La grève des agents de sûreté aéroportuaire, en décembre, a eu un retentissement national. Les salariés de plusieurs sociétés du secteur, répartis dans plusieurs aéroports du pays, sont passés à l’action simultanément et ont reconduit la grève dix jours de suite. A la faveur du rapport de force qui s’est ainsi créé, une majorité des agents de sûreté a suivi l’appel à la grève. Des salariés d’entreprises non grévistes, au début, ainsi que d’aéroports non touchés par le mouvement, se sont au fur et à mesure joints à la bataille, sentant que « c’était le moment » : Roissy, Lyon, Toulouse, Nice, Mulhouse, etc. Il y avait plus de 50 % de grévistes au niveau national. La préparation et l’élargissement de cette grève ont été exemplaires.

Les agents de sûreté sont mal payés et beaucoup subissent le temps partiel. Les conditions de travail sont dures, les tâches stressantes et répétitives. Les salariés travaillent en horaires décalés avec des plannings modifiés en permanence. La précarité est très forte, y compris pour les CDI, car les marchés de la sûreté sont remis en cause tous les trois ans. Les revendications des grévistes – l’amélioration des conditions de travail et 200 euros d’augmentation du salaire de base mensuel – ont donc naturellement rencontré un très large écho.

Le gouvernement ne voit jamais d’un bon œil se développer un grand mouvement social. C’est pourquoi il est intervenu si brutalement dans ce conflit. Sur son ordre, le préfet de Roissy a autorisé le détachement de salariés hollandais d’une filiale de Securitas. Il a également fait procéder au remplacement des grévistes par les forces de l’ordre. Toutefois, en affaiblissant l’impact de la grève sur le transport aérien, le gouvernement la renforçait sur le plan moral. L’un des principaux syndicats de la police, SGP-FO, a déclaré que la police « n’a pas vocation à briser les grèves ». La défense du droit de grève a renforcé le soutien de l’opinion publique au mouvement. Les interventions de Marie-George Buffet, Pierre Laurent et Jean Luc Mélenchon, qui se sont rendus à Roissy, ont aussi contribué à cette bataille.

Les conséquences de la privatisation

La privatisation de ce secteur, il y a 10 ans, s’est traduite par une mise en concurrence des salariés dans des batailles d’appels d’offre. Elle a tiré les salaires et les conditions de travail vers le bas. L’Union Locale CGT de Roissy s’est déclarée pour un statut public des salariés de la sûreté – et a dénoncé, au cours de la grève, « le rôle parasitaire des entreprises privées » qui défendent leurs profits au détriment des salariés et de la mission de service public. Dans un communiqué de soutien, le PCF a mis en avant les conséquences désastreuses de la privatisation de la sûreté.
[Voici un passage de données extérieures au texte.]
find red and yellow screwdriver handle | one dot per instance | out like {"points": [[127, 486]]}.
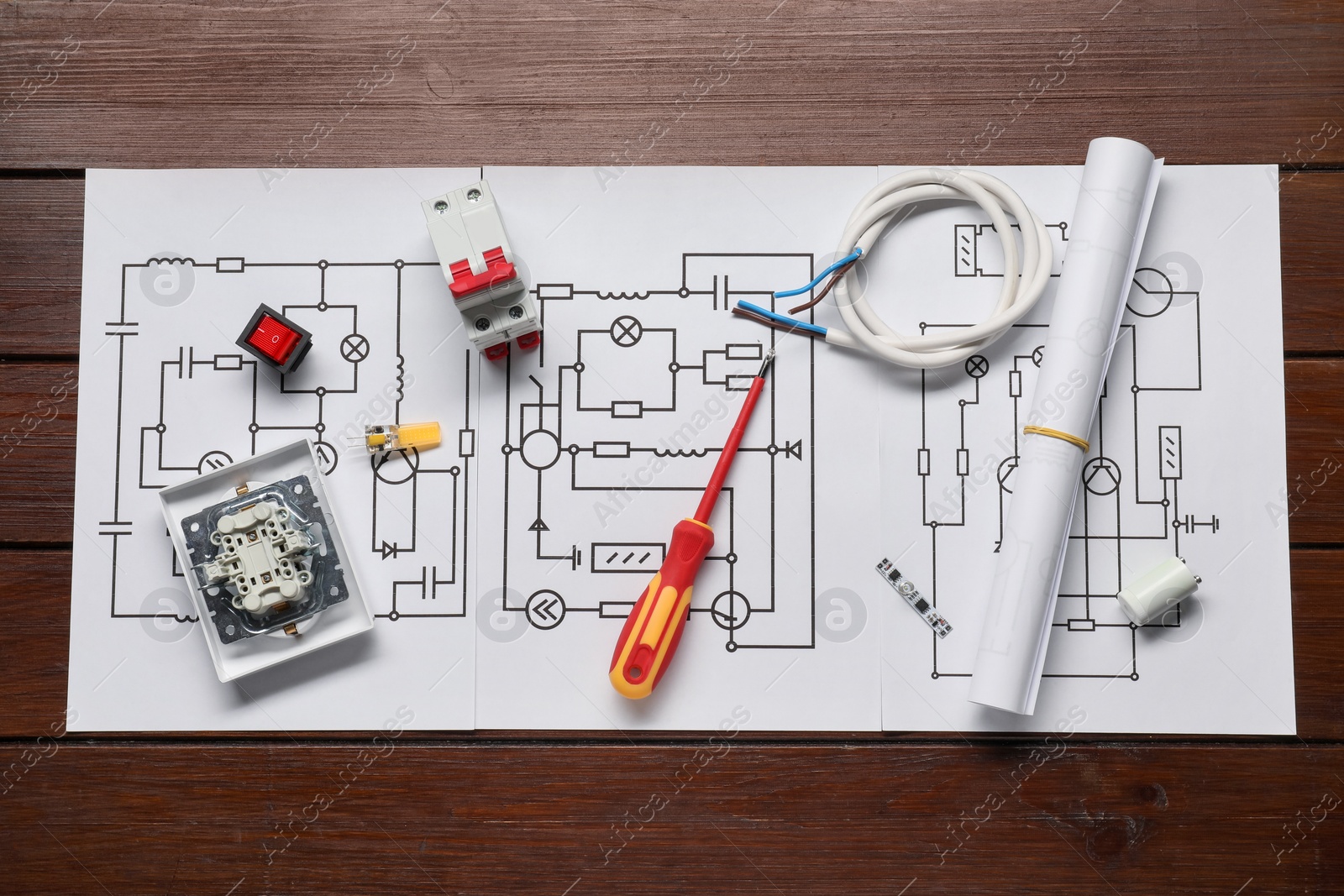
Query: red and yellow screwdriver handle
{"points": [[655, 625]]}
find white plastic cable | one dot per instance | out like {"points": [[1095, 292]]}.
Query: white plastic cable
{"points": [[867, 332]]}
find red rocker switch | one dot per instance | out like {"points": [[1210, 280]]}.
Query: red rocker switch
{"points": [[276, 340]]}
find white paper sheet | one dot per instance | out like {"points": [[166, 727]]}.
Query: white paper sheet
{"points": [[1187, 457], [804, 609], [165, 392], [1119, 186]]}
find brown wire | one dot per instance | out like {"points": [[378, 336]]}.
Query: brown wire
{"points": [[773, 324], [831, 282]]}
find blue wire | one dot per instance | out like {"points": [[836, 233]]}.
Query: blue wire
{"points": [[820, 277], [784, 318]]}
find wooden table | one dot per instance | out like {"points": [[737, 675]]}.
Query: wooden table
{"points": [[172, 83]]}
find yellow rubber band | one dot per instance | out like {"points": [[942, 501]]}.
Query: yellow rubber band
{"points": [[1055, 434]]}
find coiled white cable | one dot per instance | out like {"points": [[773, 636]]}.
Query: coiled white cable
{"points": [[1021, 285]]}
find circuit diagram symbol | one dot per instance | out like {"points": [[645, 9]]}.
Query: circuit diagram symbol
{"points": [[1129, 504], [608, 436], [192, 406]]}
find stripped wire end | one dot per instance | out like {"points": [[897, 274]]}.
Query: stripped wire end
{"points": [[777, 322], [766, 363], [848, 259]]}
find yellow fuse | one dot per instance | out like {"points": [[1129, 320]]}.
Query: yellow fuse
{"points": [[391, 437]]}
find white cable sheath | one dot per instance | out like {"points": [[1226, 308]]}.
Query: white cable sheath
{"points": [[867, 332], [1105, 233]]}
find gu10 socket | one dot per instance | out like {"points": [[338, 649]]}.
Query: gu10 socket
{"points": [[1159, 590]]}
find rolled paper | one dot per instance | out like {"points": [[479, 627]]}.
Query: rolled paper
{"points": [[1120, 181]]}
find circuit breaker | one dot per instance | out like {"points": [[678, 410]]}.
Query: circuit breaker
{"points": [[480, 269]]}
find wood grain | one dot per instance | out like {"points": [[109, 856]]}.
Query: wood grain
{"points": [[175, 83], [754, 819], [181, 83], [34, 647]]}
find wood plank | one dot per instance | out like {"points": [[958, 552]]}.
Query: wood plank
{"points": [[38, 452], [44, 226], [34, 647], [174, 83], [1058, 815], [40, 266]]}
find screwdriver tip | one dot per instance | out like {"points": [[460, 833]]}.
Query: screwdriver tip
{"points": [[765, 365]]}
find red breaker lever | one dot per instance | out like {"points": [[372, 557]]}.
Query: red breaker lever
{"points": [[655, 625]]}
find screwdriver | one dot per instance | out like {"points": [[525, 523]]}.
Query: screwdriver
{"points": [[654, 627]]}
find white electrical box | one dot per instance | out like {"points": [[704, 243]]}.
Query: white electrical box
{"points": [[488, 289], [260, 546]]}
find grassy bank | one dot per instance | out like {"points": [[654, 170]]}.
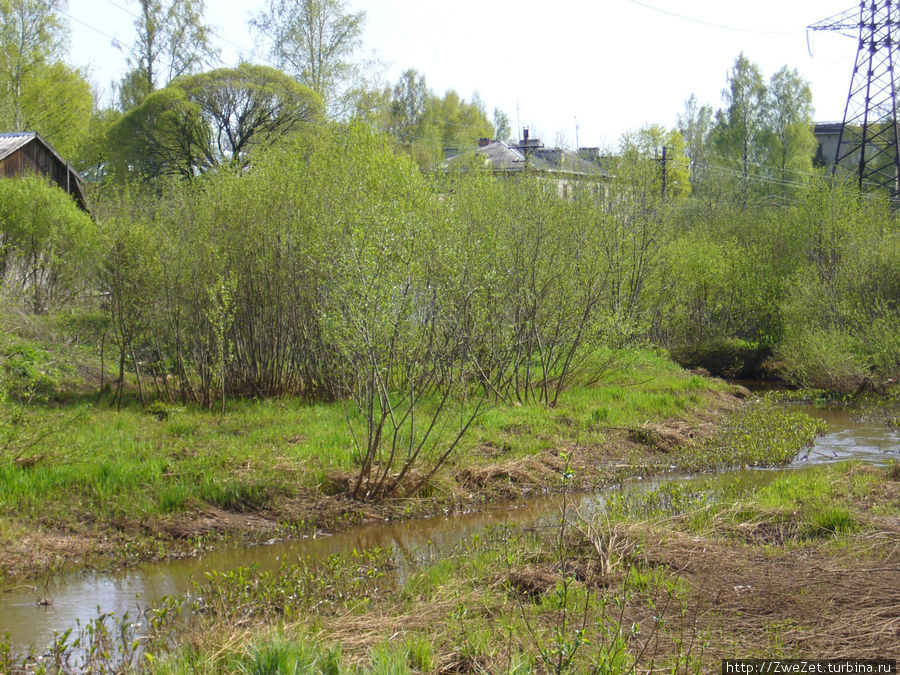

Les revendications des grévistes n’ont été que très partiellement satisfaites. Le patronat a concédé le doublement d’une prime annuelle, ce qui est loin de l’augmentation mensuelle de 200 euros réclamée. Ils auraient sans doute pu obtenir davantage. Mais au dixième jour de grève, l’UNSA, la CFTC, la CFDT et FO ont signé un accord très limité avec le patronat, ce qui a été ressenti par beaucoup de grévistes comme une trahison. A Lyon, par exemple, un délégué de l’UNSA a fait part aux journalistes de son dégoût, soulignant le fait que la base n’avait pas été consultée. La CGT, très impliquée dans le mouvement, n’a pas signé cet accord, mais il a provoqué un reflux très net dans la mobilisation. Le travail a repris.

La grève laisse ainsi des traces. La combativité des salariés s’est à nouveau exprimée. La colère demeure forte. A n’en pas douter, elle motivera d’autres salariés à passer à l’action. La difficile question de l’extension des grèves a été posée. Les revendications qui se sont ici exprimées n’ont rien de catégorielles. Elles peuvent être reprises par de très nombreux salariés dans tout le pays. Des structures de la CGT, telles que la Fédération du Commerce et l’UL de Roissy, ont explicitement appelé à l’extension du mouvement. Pour y parvenir, il faudra renforcer les liens interprofessionnels, réactiver l’outil de propagande, étendre les soutiens aux grévistes, bref, mettre l’ensemble de la CGT en ordre de bataille et ne pas laisser les luttes cantonnées à un secteur limité. Chaque grève d’envergure capte l’attention de millions de salariés. Ce sont des occasions précieuses d’expliquer la nécessité des grèves, de porter nos revendications et de tenter d’étendre la contestation. En jetant toutes nos forces dans ces batailles, nous en démultiplierons l’impact et engrangerons de retentissantes victoires.